# Terrible Experience and Horrendous Customer Service



## Rayne (Mar 9, 2014)

You may want to retitle the review. It gives the impression the chisels themselves are horrible when it's really the company. And 2nd, have you tried contacting them through Facebook? They have a page and you can message them. Worth a shot as well.


----------



## bruc101 (Sep 13, 2008)

Do they not answer the phone?


----------



## cmmyakman (Feb 16, 2011)

It's August. They are probably on vacation.


----------



## Jeff28078 (Aug 27, 2009)

You could ask your credit card company to reverse the charge but I don't think it's been long enough.

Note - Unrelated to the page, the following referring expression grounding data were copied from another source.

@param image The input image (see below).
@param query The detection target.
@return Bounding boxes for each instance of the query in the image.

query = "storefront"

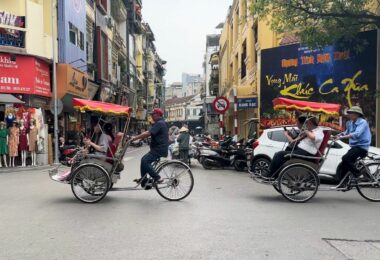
[57,63,88,143]
[0,52,51,165]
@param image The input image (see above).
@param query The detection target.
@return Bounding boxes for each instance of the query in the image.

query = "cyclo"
[49,98,194,203]
[248,97,380,203]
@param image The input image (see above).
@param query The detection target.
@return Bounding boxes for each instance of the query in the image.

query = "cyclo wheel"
[71,163,110,203]
[155,160,194,201]
[356,162,380,202]
[278,164,319,203]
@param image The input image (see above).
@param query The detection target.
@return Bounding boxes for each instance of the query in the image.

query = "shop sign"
[0,53,51,97]
[0,11,26,48]
[57,64,88,98]
[260,30,377,138]
[237,97,257,109]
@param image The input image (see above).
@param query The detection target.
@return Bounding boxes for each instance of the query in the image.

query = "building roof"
[280,34,299,46]
[165,95,196,106]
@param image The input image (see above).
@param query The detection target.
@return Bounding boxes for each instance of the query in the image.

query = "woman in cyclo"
[263,116,324,179]
[84,123,114,158]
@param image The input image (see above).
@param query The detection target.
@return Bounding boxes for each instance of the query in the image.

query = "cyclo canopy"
[72,98,132,116]
[272,97,341,116]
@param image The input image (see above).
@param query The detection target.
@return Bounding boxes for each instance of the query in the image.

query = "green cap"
[347,106,364,116]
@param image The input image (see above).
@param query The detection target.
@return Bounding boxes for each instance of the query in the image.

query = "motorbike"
[59,145,80,166]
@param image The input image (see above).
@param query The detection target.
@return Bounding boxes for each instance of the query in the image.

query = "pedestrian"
[177,126,190,163]
[334,106,371,182]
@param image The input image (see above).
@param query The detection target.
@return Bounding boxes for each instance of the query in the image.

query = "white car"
[251,127,380,182]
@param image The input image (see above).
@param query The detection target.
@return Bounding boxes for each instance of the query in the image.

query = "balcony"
[111,0,128,22]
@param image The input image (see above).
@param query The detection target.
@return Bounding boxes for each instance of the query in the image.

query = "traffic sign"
[212,96,230,114]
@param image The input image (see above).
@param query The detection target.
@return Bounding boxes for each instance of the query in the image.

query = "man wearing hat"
[335,106,371,181]
[130,108,169,184]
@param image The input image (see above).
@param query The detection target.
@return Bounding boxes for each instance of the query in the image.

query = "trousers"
[268,148,313,177]
[340,146,368,179]
[140,152,161,181]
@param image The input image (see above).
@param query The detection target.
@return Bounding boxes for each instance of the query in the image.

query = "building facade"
[219,0,278,138]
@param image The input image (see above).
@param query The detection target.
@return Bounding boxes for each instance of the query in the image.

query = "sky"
[142,0,233,85]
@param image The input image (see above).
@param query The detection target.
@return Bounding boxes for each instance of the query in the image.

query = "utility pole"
[51,0,59,164]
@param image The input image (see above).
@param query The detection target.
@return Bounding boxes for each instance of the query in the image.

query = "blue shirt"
[340,118,371,150]
[149,118,169,157]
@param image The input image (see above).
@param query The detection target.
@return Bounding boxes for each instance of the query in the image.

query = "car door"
[319,140,347,176]
[260,129,289,159]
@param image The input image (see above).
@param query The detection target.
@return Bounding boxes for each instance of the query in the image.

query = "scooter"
[59,145,79,166]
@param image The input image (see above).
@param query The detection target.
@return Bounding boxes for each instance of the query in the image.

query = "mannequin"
[0,122,8,167]
[19,120,29,167]
[28,119,39,166]
[8,121,19,167]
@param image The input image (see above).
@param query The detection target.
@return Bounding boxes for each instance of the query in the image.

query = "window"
[268,130,288,143]
[69,22,84,50]
[69,22,77,45]
[253,25,258,64]
[241,40,247,79]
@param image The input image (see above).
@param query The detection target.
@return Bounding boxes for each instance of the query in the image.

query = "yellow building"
[0,0,58,60]
[219,0,279,138]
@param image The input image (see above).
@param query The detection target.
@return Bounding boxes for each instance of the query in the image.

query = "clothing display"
[0,128,8,155]
[8,127,19,157]
[19,127,28,151]
[28,127,38,152]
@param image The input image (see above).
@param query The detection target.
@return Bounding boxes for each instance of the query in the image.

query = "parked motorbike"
[59,145,79,166]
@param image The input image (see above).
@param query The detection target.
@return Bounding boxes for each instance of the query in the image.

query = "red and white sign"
[212,96,230,114]
[0,53,51,97]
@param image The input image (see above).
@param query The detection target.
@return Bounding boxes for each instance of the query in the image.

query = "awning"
[72,98,131,116]
[273,97,341,115]
[0,94,25,104]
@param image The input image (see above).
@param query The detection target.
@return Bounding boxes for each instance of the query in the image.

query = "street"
[1,146,380,260]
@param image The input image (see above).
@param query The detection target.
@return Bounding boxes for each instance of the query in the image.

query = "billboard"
[260,30,377,143]
[0,11,26,48]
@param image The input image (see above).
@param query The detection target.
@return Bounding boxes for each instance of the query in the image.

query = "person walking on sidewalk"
[130,108,169,184]
[334,106,371,181]
[177,126,190,163]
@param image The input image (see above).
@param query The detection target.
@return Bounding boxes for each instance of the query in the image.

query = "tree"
[253,0,380,48]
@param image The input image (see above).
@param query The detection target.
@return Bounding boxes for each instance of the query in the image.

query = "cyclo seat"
[284,130,331,166]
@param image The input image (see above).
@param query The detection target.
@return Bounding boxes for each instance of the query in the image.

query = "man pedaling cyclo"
[263,116,324,179]
[129,108,169,186]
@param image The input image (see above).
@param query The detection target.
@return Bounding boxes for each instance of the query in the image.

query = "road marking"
[123,157,134,162]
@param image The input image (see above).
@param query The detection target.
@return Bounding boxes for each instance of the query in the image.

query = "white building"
[182,73,204,97]
[165,82,182,100]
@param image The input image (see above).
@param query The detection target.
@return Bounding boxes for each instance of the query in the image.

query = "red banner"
[0,53,51,97]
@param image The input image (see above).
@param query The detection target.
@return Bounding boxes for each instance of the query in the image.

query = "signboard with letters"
[57,64,88,99]
[237,97,257,109]
[0,53,51,97]
[260,30,377,144]
[0,11,26,48]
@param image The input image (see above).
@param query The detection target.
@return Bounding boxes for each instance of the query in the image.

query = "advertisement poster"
[260,30,377,144]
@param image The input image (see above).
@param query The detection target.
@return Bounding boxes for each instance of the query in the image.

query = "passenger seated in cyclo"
[284,115,307,151]
[263,116,324,179]
[83,123,114,157]
[129,108,168,185]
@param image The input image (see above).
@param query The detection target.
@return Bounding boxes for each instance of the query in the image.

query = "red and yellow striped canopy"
[273,97,341,116]
[72,98,131,116]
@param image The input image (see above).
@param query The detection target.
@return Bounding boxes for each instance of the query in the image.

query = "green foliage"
[252,0,380,48]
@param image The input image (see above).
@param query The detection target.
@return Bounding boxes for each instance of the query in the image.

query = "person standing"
[334,106,371,181]
[177,126,190,163]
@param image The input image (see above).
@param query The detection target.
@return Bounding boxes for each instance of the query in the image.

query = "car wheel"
[252,158,270,176]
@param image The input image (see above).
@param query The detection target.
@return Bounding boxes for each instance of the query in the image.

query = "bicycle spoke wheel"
[279,165,319,203]
[357,163,380,202]
[155,161,194,201]
[71,164,110,203]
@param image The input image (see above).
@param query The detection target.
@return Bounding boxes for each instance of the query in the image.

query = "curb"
[0,165,53,174]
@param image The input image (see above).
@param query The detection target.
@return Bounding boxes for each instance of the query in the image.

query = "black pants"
[179,149,189,162]
[340,146,368,179]
[267,148,313,177]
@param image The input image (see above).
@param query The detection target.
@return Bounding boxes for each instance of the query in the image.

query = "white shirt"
[297,127,324,155]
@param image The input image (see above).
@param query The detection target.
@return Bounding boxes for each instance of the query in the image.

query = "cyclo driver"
[130,108,169,186]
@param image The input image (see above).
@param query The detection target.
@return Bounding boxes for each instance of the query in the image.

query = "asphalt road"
[0,146,380,260]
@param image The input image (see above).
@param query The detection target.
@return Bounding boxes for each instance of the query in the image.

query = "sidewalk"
[0,165,53,174]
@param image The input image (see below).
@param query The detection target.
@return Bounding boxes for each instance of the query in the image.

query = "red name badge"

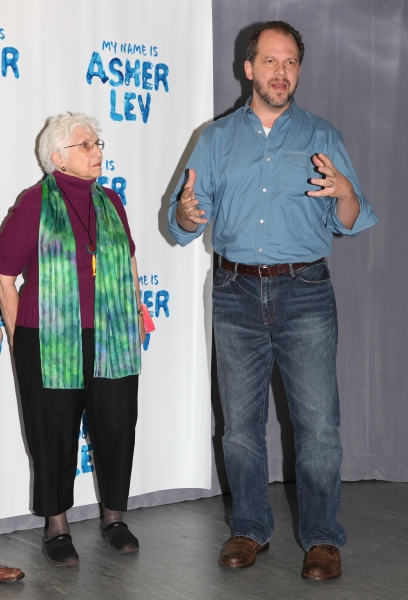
[141,304,155,333]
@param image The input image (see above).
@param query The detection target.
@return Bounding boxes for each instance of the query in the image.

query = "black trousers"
[14,327,138,517]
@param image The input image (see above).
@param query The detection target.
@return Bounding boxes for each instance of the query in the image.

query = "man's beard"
[253,76,297,109]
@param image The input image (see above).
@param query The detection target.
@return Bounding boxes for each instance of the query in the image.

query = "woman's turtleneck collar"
[53,170,97,199]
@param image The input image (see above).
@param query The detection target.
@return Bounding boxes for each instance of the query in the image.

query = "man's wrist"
[175,216,200,233]
[337,193,357,204]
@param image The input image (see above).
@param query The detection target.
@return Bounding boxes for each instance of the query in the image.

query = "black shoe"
[42,534,79,567]
[101,522,139,554]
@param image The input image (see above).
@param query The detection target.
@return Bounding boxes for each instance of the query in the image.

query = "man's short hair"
[246,21,305,65]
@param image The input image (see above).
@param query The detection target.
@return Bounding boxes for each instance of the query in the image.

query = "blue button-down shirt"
[168,98,378,265]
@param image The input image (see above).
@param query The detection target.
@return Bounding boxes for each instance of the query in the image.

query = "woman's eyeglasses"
[64,140,105,152]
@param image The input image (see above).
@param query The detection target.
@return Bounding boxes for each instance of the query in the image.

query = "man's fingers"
[308,188,334,197]
[308,178,336,197]
[190,215,208,224]
[176,168,208,226]
[311,153,338,192]
[184,203,207,222]
[310,177,334,188]
[309,154,354,201]
[182,207,207,224]
[185,168,196,191]
[181,169,197,202]
[181,186,195,201]
[181,198,200,212]
[315,152,334,168]
[315,165,335,178]
[312,154,325,168]
[177,196,207,223]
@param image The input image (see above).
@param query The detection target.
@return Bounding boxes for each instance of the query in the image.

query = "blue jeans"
[212,261,346,551]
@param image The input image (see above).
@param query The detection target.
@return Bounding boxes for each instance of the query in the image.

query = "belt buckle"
[258,265,269,277]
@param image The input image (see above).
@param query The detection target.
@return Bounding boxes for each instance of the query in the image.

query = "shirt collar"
[287,98,301,125]
[242,96,301,126]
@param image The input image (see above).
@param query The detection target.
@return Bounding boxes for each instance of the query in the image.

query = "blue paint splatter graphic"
[76,412,94,476]
[81,444,94,474]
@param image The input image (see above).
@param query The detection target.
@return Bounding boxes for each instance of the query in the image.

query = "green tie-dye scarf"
[39,174,140,389]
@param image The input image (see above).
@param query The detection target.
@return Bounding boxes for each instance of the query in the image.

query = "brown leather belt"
[219,257,325,278]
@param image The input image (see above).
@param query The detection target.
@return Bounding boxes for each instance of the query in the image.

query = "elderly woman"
[0,113,145,567]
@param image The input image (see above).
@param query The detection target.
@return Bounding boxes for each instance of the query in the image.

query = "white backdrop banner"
[0,0,213,520]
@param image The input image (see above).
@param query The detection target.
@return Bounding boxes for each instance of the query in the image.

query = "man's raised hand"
[308,153,360,229]
[307,153,354,200]
[175,168,208,232]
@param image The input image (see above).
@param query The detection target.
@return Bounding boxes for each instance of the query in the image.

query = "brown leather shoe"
[219,536,269,568]
[302,544,342,580]
[0,565,25,583]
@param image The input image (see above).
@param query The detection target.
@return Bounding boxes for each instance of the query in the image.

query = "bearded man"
[168,20,378,579]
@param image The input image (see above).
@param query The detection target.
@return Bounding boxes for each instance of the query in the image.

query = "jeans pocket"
[213,267,234,289]
[295,262,331,284]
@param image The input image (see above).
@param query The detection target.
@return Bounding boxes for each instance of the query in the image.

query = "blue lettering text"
[86,52,109,84]
[110,89,123,121]
[142,61,153,90]
[112,177,127,205]
[1,47,19,78]
[124,92,136,121]
[125,59,141,87]
[138,93,151,123]
[155,63,169,91]
[155,290,170,317]
[109,57,124,86]
[102,40,117,53]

I do understand the frustration of waiting three weeks with no contact but a little bit more patience may be needed.


----------



## woodsmithshop (Sep 10, 2008)

I think, by law, (not 100% sure) that if you do not receive your order within 30 days you can cancel the order.


----------



## GR8HUNTER (Jun 13, 2016)

I love my Stanley fat-max chisels :<))


----------



## ssnvet (Jan 10, 2012)

Report the transaction to your CC company and they'll pull the money right back out of the vendors account (yes, they can do that) and then you'll get a call from their CS within a day begging to know how they can help you.


----------



## Desert_Woodworker (Jan 28, 2015)

https://www.ibctools.ca/contact/
the phone # is disconnected

Bat- why did you give 5stars in the previous review?

Credit Card question- will our CC cover foreign purchases? (IBC was/is Canadian)


----------



## jacquesr (Jul 3, 2014)

1-416-264-9534

This number seems to work


----------



## Desert_Woodworker (Jan 28, 2015)

*Off my watch*


----------



## Commarato53 (Dec 13, 2013)

+1 what Manianc Mike said. Go to Hartville Tool and buy a set of Sorby chisels, they have paring, mortising etc. Or get a set of 2 Cherries. I think Woodnet has a 15% discount at Hartville Tool.


----------



## Dusty56 (Apr 20, 2008)

You haven't received the chisels and yet you have rated them as 1 star. SMDH . This is NOT a tool review.


----------



## Desert_Woodworker (Jan 28, 2015)

> You haven t received the chisels and yet you have rated them as 1 star. SMDH . This is NOT a tool review.
> 
> - Dusty56


+1


----------



## Snowshoe (Oct 27, 2014)

I also bought a set of these chisels, but I bought them through Rob Cosman's site. They came right away and I was happy to give Rob my business. (His videos have been great and I have learned a lot from him.) He actually called me after I placed my order and gave me his cell number in the event that I had any questions. I find the chisels to be very good, and of course always very sharp, thanks to Rob's videos. /Users/jeffgall/Desktop/IMG_0268.jpg


----------